First dates are (obviously) excellent predictors of what’s to come and result in some of the most entertaining tales of awkwardly mismatched personalities. There’s a good chance that everyone will have at least one total failure on their dating record. There are plenty of compatible people in the world but there are only a few who can successfully get one’s mental and physical juices flowing. I’ve had only a few great dates that really won me over — Chili’s and Diet Coke combo, for example — but I’ve also had some plummet faster than Kappa Sig’s nationwide reputation (Google USC’s Kappa Sig scandal and hate men). But is a fear of crashing and burning keeping us from consorting?
My worst first date was in high school, so it’s had some time to ferment and solidify its ranking as the worst attempt at compatibility to-date. I really had no idea what was in store when he picked me up at my house — I guess that was probably mistake number one. I naively agreed to begin our date with a trip to his family’s business. Always a proponent of good, old-fashioned blue-collar workers, I had no qualms about it when we pulled up to his house.
Until I realized that I was at a funeral home.
I don’t remember being particularly concerned at first for some reason, but I attribute that to the fact that I’ve always harbored some interest in the dead/undead. I’m a creep, I know. But the novelty wore off quickly as I got a tour of the casket selection, accompanied by the most disturbing quote of the night: “It’s always been my dream to take advantage of a girl in a coffin.” He quickly added that he didn’t mean a dead girl, but the idea of using a coffin as a love pad gives cause enough for alarm. I was on a date with a borderline necrophiliac.
Alas, my tour continued. We sat in the hearse and had a normal, non-funeral home related conversation about his post-high school plans as he tenderly held my hand. I feigned enthusiasm but I was silently just praying that he didn’t also dream about having sex in a hearse. He then graciously extended the offer to take me to the embalming room, but I politely declined when I found out that a lady-in-waiting, if you will, was already occupying the room for the night. In a small town, there’s a solid chance that I would have recognized somebody’s grandmother — talk about a lady-boner killer. It was like the morbid version of turning down a guy at the end of the night when he wants you to come to his apartment. No, thanks, I don’t want to come back to your (embalming) room.

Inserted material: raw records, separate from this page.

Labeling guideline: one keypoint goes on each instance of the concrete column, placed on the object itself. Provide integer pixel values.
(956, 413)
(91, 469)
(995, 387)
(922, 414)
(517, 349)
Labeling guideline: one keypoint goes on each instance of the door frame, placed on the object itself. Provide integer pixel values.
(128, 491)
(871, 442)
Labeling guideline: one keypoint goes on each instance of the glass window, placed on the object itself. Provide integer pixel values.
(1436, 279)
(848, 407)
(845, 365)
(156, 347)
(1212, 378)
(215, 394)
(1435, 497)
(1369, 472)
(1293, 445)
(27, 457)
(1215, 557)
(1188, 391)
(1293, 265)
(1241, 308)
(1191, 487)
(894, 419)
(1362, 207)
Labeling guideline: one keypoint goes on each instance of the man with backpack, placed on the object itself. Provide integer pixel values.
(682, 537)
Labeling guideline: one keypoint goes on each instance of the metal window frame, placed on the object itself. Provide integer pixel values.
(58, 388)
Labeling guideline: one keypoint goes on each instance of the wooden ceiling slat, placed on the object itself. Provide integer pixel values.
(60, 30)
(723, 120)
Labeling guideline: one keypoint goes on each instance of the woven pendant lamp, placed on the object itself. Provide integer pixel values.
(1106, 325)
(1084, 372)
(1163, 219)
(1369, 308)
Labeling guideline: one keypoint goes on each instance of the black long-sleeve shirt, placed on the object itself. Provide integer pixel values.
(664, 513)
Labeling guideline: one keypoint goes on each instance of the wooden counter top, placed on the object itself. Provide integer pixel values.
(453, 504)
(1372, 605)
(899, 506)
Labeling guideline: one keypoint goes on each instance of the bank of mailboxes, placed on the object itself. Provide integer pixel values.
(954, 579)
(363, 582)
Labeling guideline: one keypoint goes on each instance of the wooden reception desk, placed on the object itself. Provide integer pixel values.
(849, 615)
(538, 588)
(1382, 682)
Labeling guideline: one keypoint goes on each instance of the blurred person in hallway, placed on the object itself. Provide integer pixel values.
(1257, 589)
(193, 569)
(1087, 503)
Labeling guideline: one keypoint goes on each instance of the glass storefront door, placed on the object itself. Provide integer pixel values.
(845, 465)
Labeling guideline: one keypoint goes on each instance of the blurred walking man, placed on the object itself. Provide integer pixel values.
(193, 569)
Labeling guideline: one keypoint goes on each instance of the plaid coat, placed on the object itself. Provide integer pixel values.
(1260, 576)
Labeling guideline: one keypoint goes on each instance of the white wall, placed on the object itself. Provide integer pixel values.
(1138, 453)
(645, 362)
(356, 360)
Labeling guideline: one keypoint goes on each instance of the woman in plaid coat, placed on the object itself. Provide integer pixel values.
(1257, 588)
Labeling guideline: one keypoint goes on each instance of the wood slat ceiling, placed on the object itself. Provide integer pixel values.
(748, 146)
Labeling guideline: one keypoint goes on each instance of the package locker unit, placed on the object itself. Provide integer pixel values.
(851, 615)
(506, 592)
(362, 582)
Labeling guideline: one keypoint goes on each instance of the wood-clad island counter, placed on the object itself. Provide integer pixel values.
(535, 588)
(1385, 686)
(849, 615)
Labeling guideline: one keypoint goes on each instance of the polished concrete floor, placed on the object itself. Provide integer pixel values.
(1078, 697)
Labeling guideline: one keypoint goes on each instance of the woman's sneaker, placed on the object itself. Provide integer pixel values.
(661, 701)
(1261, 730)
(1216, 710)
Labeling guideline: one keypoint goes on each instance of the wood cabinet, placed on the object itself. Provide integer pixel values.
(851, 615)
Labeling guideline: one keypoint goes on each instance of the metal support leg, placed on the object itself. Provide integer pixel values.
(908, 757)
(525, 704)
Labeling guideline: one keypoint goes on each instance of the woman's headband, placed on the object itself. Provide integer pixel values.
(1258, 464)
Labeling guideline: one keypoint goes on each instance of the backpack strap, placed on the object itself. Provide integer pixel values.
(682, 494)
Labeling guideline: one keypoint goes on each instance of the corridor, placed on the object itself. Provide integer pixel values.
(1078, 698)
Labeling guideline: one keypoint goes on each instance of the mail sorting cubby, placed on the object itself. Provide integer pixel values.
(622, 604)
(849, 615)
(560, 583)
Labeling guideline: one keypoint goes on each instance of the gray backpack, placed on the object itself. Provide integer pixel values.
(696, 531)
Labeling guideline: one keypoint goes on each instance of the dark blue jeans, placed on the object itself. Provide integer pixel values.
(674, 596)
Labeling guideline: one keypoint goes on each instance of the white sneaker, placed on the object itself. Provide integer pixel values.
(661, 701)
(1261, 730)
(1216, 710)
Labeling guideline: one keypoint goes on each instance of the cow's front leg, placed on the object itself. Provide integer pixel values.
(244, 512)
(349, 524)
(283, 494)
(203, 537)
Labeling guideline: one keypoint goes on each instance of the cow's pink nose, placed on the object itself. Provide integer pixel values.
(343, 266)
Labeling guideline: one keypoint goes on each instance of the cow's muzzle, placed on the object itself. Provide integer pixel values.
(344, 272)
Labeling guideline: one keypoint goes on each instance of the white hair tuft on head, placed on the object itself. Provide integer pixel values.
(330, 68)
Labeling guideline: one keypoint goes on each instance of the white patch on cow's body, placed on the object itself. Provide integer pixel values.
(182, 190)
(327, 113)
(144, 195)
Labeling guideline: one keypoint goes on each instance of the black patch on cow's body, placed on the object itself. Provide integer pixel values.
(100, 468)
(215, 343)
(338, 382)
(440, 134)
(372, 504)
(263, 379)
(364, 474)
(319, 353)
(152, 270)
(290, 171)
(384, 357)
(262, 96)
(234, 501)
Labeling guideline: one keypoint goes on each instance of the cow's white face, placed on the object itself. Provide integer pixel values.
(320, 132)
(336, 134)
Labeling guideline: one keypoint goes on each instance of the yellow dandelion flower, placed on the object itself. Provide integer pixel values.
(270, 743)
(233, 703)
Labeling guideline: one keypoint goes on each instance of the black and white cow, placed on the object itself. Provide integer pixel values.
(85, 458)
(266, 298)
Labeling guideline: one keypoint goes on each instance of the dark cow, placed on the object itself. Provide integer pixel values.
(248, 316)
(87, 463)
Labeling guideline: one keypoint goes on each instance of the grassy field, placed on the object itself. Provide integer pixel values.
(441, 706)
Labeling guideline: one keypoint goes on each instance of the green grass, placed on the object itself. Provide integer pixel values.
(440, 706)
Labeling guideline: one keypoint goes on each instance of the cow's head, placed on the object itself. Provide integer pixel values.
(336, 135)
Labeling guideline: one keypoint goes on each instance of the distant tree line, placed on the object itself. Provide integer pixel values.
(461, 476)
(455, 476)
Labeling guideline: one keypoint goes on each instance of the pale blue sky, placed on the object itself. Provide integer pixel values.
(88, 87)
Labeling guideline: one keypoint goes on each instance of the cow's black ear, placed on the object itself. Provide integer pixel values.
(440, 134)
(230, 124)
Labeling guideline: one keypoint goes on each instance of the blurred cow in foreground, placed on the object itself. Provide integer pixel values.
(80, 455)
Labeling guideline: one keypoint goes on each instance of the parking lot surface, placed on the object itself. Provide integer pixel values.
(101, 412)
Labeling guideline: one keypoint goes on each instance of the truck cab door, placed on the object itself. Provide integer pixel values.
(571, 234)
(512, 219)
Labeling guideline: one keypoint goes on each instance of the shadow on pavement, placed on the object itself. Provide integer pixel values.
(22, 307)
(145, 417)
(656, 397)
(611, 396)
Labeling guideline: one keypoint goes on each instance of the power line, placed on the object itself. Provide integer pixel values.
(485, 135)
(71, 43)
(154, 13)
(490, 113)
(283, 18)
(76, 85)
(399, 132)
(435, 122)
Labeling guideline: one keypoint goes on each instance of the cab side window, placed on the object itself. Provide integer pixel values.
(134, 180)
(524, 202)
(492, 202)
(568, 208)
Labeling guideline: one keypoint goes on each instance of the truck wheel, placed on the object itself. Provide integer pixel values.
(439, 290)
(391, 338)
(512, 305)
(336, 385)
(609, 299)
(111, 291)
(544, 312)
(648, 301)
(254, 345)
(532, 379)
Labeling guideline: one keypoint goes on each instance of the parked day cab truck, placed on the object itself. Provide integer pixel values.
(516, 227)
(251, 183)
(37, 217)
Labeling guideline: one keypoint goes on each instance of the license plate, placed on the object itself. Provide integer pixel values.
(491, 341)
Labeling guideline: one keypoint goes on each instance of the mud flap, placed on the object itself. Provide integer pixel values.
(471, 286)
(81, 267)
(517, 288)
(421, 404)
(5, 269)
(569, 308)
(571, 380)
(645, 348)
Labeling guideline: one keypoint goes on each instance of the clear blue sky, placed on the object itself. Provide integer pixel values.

I think a good portion of girls are easily wooed by being asked out on a date, for no other reason than that it in this day and age it seems to fall far from the norm. So many collegiate hook ups and relationships skip what I think should be an important step in any progression. Buying pizza at the end of the night does not cover the get-to-know-you dinner/lunch/coffee session. I’m not even saying that it’s necessary to buy a girl dinner — I’d personally feel more comfortable splitting the check on the first date — but the whole idea of actually dating seems to have fallen by the wayside. In a national survey of close to four thousand women, fifty-eight percent reported that they’ve been on only four dates within the past year. The sad part is that that seems like a whole lot to me. I’ve been on about four dates within the past … four years. One of them was two years ago when my then-boyfriend forgot my name as he was introducing me to a girl he used to hook up with. BUT 22 percent of southern women say they’ve been on over nine dates within the past year. As if I needed another reason to want to move to the south. Geez.
Of course, there’s always the chance that if I went on more dates, I might end up in some more funeral home-esque situations. Maybe I’d get to visit a meth lab or something — who knows what kind of secret business a guy’s family might have. Or maybe I’d just get to go to a restaurant. My money is on the meth lab.